L’actrice Susan Sarandon a récemment semé la panique en révélant sa réticence potentielle à voter pour la favorite démocrate Hillary Clinton au cas où elle affronterait le probable candidat républicain désigné Donald Trump dans la course à la présidentielle.
Le 8 octobre 2011, Hillary Clinton, alors secrétaire d’État, s’exhibe avec des soldats libyens lors d’une visite à Tripoli, durant l’intervention conduite par les EU qui a renversé le dirigeant Mouammar Kadhafi.
Sarandon faisait écho à une position partagée par de nombreux supporteurs de l’opposant démocrate de Clinton, Bernie Sanders, lesquels disent qu’ils ne voteront pas pour Clinton même si cela signifie que Trump deviendra président des États-Unis.
En réponse, l’establishment [démocrate] a perdu son esprit collectif.
Le chroniqueur du New York Times Charles Blow a descendu en flammes les électeurs « Bernie sinon rien » qui se livrent à une « sinistre politique électorale de la terre brûlée » en pataugeant dans « l’irascibilité et les privilèges » et qui « voient tout en noir ».
Jonathan Jeremy Goldberg de The Forward, dans un article intitulé « ’Bernie sinon rien’ est une revendication prétentieuse butée - et dangereuse », mettait en garde que « se plaindre de la faiblesse [de Clinton] ne peut qu’affaiblir la participation à l’élection de novembre et livrer Washington entièrement au Parti Républicain ».
Et Michael Tomasky de se lamenter dans The Daily Beast que ces refuzniks anti-Clinton sont principalement des Blancs privilégiés qui n’ont rien à perdre. Même Hillary Clinton y est allée de son couplet, en twittant : « Certaines personnes peuvent peut-être se payer le luxe d’exiger « le parfait ». Mais beaucoup d’Américains souffrent ici et maintenant et ne peuvent pas attendre qu’il arrive. »
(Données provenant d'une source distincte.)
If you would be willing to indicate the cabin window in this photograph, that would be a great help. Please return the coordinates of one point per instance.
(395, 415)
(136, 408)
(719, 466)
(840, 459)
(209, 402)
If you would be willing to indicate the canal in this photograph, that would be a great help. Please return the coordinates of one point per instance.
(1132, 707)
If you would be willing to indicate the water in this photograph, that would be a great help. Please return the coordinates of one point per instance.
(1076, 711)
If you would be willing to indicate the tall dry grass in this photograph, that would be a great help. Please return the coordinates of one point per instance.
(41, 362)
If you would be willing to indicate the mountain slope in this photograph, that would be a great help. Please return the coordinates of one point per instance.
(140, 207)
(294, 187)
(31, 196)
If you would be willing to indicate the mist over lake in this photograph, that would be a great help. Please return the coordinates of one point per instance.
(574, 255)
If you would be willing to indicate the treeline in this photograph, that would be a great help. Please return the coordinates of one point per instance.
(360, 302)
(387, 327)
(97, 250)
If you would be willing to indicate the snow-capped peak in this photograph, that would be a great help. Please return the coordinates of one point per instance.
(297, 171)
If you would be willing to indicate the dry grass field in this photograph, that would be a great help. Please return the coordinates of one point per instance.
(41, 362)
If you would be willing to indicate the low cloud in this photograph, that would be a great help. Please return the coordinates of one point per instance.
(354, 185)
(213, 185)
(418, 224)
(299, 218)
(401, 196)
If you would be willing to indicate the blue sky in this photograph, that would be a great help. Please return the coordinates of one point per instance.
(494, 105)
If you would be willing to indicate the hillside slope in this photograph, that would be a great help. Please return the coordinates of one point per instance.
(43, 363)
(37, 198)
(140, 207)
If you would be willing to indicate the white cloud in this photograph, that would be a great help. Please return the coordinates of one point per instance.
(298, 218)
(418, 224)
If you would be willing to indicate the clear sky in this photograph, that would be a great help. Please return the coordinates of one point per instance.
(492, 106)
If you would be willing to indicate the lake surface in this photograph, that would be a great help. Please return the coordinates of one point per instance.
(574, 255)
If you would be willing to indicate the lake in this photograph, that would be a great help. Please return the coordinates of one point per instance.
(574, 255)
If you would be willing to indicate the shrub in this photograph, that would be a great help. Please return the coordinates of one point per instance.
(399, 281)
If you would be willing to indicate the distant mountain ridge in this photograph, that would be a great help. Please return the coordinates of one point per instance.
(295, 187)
C’est devenu une orthodoxie acceptée dans les cercles de la classe dominante de considérer Trump comme un autoritaire qui fait son lit sur les tensions raciales et qui présenterait une menace majeure pour le monde s’il était élu en novembre prochain.
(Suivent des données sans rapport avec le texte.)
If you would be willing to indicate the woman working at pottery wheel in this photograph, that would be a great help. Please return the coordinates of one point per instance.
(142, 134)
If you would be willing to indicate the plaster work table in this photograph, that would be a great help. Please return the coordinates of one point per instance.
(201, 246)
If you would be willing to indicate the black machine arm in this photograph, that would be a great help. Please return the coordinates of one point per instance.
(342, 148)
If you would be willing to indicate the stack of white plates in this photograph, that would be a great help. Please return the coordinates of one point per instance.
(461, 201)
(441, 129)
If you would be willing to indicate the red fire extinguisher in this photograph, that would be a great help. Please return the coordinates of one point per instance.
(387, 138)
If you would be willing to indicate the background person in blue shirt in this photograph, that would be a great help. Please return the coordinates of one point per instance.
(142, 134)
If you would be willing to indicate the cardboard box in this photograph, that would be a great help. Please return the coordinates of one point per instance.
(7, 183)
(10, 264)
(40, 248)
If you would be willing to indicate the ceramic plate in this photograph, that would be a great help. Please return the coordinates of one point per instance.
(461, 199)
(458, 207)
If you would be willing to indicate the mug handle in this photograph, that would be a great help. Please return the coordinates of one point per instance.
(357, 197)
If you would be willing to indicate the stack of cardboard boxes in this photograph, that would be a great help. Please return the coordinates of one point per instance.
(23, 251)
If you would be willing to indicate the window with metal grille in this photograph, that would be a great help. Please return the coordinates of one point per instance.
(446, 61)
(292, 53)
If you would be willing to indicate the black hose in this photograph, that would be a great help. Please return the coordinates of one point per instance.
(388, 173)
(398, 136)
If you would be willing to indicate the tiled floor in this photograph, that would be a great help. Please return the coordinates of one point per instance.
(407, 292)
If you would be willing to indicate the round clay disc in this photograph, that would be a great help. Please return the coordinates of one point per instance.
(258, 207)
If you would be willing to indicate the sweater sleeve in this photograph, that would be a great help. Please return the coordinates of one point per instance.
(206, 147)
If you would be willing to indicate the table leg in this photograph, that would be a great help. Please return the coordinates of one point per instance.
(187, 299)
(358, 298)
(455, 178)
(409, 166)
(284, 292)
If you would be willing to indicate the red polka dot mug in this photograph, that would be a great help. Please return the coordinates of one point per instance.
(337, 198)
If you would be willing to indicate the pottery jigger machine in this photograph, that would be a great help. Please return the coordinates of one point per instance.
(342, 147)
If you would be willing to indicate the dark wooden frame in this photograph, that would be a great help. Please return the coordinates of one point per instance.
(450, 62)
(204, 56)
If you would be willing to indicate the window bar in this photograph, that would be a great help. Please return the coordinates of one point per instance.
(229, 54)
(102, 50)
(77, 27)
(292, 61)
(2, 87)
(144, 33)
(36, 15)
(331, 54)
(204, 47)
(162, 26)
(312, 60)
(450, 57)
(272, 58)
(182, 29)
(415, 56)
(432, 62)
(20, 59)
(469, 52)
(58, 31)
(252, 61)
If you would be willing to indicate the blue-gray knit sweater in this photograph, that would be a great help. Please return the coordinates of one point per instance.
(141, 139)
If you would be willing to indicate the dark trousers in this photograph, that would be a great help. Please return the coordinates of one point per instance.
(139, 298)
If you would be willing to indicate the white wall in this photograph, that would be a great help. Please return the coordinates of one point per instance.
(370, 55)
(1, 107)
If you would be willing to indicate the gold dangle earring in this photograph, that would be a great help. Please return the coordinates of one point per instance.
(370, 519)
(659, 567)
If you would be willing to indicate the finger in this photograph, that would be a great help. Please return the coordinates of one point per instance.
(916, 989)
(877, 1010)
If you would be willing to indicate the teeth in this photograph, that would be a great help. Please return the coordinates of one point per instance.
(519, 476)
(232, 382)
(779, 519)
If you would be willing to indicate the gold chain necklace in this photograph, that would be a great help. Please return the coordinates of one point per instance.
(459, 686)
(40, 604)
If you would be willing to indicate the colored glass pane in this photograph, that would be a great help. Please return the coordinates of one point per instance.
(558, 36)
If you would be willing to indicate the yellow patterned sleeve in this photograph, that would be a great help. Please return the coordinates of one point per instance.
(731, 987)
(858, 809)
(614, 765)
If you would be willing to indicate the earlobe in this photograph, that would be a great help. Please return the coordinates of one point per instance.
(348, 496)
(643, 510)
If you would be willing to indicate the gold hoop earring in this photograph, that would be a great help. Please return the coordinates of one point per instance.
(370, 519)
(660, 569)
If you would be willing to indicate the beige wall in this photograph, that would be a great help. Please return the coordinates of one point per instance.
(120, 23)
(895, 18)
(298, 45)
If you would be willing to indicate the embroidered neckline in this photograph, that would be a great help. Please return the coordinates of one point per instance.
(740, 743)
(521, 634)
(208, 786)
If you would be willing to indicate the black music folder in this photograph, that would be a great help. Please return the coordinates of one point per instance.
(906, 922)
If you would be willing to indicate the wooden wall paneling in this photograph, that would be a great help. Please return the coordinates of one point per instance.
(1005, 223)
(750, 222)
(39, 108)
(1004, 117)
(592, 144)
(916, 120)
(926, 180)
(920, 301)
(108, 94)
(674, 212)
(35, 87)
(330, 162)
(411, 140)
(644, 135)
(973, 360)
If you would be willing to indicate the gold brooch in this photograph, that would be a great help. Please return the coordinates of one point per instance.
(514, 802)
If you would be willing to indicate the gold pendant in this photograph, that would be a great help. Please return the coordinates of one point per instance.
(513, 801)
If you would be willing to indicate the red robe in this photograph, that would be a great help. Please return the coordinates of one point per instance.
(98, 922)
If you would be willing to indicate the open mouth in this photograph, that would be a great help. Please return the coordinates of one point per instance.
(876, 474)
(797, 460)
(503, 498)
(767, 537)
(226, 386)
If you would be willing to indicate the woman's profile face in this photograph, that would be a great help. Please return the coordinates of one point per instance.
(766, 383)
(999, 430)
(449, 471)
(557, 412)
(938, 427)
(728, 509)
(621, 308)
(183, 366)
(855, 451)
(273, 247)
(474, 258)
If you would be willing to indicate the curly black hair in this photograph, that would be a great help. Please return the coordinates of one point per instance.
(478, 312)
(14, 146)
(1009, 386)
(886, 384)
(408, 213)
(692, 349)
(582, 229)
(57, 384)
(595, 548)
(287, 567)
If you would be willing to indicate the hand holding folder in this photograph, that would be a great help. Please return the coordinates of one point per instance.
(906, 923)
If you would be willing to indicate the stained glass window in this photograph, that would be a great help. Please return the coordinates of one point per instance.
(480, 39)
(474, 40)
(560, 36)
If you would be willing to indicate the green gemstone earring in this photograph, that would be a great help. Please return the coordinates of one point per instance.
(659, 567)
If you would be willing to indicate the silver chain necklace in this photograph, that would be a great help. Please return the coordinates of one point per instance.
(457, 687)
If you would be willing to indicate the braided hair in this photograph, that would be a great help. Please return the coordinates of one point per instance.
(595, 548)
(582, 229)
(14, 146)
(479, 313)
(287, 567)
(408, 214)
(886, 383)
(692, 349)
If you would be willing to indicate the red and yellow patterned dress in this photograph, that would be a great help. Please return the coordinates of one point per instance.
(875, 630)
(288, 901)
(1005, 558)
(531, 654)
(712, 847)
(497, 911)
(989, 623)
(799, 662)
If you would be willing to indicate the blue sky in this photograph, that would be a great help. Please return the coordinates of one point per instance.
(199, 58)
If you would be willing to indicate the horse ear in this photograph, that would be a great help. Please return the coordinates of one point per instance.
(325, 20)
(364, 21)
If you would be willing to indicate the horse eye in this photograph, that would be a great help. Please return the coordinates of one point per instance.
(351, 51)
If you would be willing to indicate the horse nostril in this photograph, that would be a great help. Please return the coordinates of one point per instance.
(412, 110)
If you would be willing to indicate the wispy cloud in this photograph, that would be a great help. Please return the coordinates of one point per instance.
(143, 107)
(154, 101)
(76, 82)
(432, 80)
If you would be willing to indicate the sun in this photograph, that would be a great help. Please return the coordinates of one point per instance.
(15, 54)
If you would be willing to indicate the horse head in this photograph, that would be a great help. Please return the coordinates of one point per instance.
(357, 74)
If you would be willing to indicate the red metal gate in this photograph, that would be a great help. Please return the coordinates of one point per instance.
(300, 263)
Si cette présentation est certainement parfaitement fondée, elle ignore le fait que Clinton est tout aussi dangereuse pour la stabilité mondiale. Et contrairement à Trump, elle a sur les mains le sang qui le prouve.
Si le moindre mal est l’objectif, comme insistent les experts de la classe dominante, on ne sait pas trop qui représenterait le moindre mal - si le choix se limite à Trump et Clinton.
Reine de guerre
Sur de nombreux sujets, en particulier les échanges commerciaux et la politique étrangère, Clinton est à la droite de Trump, avec un penchant pour la belligérance militariste et elle ressemble beaucoup plus à une belliciste néoconservatrice qu’à la progressiste qu’elle prétend être.
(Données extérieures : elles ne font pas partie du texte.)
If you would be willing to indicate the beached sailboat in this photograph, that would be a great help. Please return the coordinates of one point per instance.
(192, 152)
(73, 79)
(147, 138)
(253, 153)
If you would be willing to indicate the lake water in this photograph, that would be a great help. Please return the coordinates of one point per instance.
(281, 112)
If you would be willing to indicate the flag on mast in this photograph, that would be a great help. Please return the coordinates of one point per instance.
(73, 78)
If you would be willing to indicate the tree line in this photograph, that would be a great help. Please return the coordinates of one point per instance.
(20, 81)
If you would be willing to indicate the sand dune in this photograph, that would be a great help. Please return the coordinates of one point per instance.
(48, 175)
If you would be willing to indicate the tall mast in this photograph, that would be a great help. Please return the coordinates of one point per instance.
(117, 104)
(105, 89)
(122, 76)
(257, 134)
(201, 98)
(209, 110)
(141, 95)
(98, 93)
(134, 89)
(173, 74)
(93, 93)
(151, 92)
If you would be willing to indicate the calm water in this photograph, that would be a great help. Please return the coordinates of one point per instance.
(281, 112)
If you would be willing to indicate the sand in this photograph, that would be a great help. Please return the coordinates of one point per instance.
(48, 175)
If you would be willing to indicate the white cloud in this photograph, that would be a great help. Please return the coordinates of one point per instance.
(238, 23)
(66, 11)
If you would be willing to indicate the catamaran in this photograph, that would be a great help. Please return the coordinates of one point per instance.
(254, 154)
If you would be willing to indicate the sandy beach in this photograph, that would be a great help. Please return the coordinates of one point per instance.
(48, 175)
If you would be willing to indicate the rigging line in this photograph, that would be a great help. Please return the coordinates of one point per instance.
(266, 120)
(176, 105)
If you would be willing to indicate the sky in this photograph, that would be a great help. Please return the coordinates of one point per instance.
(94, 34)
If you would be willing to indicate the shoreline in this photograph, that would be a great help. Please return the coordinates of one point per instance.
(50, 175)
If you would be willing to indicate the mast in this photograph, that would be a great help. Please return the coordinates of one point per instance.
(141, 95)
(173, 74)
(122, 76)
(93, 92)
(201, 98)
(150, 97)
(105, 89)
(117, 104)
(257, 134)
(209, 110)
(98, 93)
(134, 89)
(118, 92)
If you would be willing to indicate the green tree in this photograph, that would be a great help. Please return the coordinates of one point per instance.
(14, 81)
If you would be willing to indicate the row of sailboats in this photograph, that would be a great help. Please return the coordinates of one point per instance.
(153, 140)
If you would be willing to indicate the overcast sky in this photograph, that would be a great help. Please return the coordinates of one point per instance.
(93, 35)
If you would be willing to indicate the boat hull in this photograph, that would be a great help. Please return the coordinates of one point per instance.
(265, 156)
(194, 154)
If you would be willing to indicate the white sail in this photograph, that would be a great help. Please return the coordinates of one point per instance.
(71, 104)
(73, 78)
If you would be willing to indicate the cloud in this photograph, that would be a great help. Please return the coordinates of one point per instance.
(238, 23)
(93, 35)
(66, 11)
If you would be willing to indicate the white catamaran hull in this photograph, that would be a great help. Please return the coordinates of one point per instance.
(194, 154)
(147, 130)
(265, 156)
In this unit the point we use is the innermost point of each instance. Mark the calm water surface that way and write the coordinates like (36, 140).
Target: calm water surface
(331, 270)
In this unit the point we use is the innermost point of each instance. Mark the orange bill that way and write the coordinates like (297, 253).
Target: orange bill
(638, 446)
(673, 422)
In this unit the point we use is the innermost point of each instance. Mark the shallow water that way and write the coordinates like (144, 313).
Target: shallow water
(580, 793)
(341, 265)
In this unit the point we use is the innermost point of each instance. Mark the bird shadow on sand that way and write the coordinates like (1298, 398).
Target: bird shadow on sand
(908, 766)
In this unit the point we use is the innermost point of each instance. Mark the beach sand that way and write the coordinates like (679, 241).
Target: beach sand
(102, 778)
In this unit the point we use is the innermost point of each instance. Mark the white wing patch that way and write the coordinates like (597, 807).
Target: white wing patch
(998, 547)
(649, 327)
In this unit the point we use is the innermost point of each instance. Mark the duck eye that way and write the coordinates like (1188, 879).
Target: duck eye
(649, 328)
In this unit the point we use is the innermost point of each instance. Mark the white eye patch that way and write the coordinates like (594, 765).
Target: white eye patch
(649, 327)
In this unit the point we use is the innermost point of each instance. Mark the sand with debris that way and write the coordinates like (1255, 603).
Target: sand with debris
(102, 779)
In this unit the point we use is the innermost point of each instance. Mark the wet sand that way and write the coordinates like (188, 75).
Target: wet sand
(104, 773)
Pour vous en assurer, ne cherchez pas plus loin que les néoconservateurs eux-mêmes, lesquels sont tellement terrifiés par l’approche non-interventionniste de Trump en matière de politique étrangère qu’ils sont prêts à se ranger derrière Clinton. Ce n’est pas la première fois que Clinton s’est vue gagner l’adoration des faucons.
En 2008, les néoconservateurs ont poussé un ouf de soulagement lorsque le Président Barack Obama nomma Clinton au poste de secrétaire d’État.
Richard Perle, l’ancien président du conseil à la politique de défense du Président George W. Bush et l’un des principaux architectes de la guerre d’Irak, commentait ainsi la nomination de Clinton, « Je suis assez content [.] Il n’y aura pas autant de changement que ce que nous avions cru au départ. »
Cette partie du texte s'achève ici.